Tim yang lain, Yuarini W. Pertiwi menjelaskan orang tua diharapkan bisa melihat setiap anaknya dengan objektif dan dapat menampilkan sikap fleksibel serta adil. Alangkah baik, sambung Yuarini, apabila orang tua juga mau mengembangkan pengetahuannya terkait pengasuhan sesuai dengan perkembangan zaman dan perkembangan usia anak.

“Setiap anak memiliki keunikannya masing-masing sehingga cara menyikapinya juga berbeda-beda, dimana orang tua tidak bisa membandingkan anak satu dengan anak yang lainnya” ujar Yuarini menambahkan.

Sebelum kegiatan dimulai, para peserta diberikan form pre-test untuk diisi dengan tujuan untuk melihat pemahaman peserta mengenai materi yang akan diberikan lalu dilanjutkan dengan pemaparan para pemateri, dilanjutkan dengan diskusi bersama yang dikemas dalam bentuk tanya jawab.

Kegiatan terakhir yaitu pemberian form post-test guna untuk melihat pemahaman materi setelah materi tersebut diberikan. Sebanyak 89% peserta sudah bisa memahami materi mengenai orang tua yang objektif dan alasan mengapa orang tua masih harus terus mempelajari pengasuhan.

Dalam kegiatan ini, para peserta menunjukan antusiasme yang tinggi.
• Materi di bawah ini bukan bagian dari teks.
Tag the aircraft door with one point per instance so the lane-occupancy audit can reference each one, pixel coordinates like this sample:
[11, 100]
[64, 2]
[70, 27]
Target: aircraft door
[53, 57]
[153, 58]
Hal ini dapat dibuktikan dengan jumlah pertanyaan yang banyak pada saat diskusi berlangsung walaupun adanya kendala pada jaringan internet yang kurang stabil dan juga sikap peserta yang selalu mengaktifkan kameranya dari awal kegiatan hingga kegiatan berakhir.

Pada kesempatan yang sama, Tim dengan nama Erik Saut H Hutahaean memberikan kesimpulan pada acara tersebut. Menurutnya, orang tua perlu memahami konsep objektif yang tepat didalam ranah pengasuhan.

“Objektif disini dapat diartikan adil, bukan menyama ratakan perlakuan kepada setiap anak, melainkan sesuai kebutuhan dalam perkembangannya. Hampir semua orang tua merasa lebih mudah apabila menyama ratakan kebutuhan anak. Namun pada realitanya, setiap anak memiliki kebutuhan yang berbeda dengan anak lainnya,” jelas Erik sapaan akrabnya itu.

Penyamarataan, Erik menambahkan dalam kesimpulannya, menjadi penyebab muncul rasa iri anak terhadap saudara-saudaranya. Ia memberikan tips agar menjadi orang tua yang objektif, yaitu berikan penjelasan yang konkret dan mudah dipahami anak, jadilah orang tua yang fleksibel, perlakukan anak sesuai kebutuhan, dan hindari memberi label pada anak.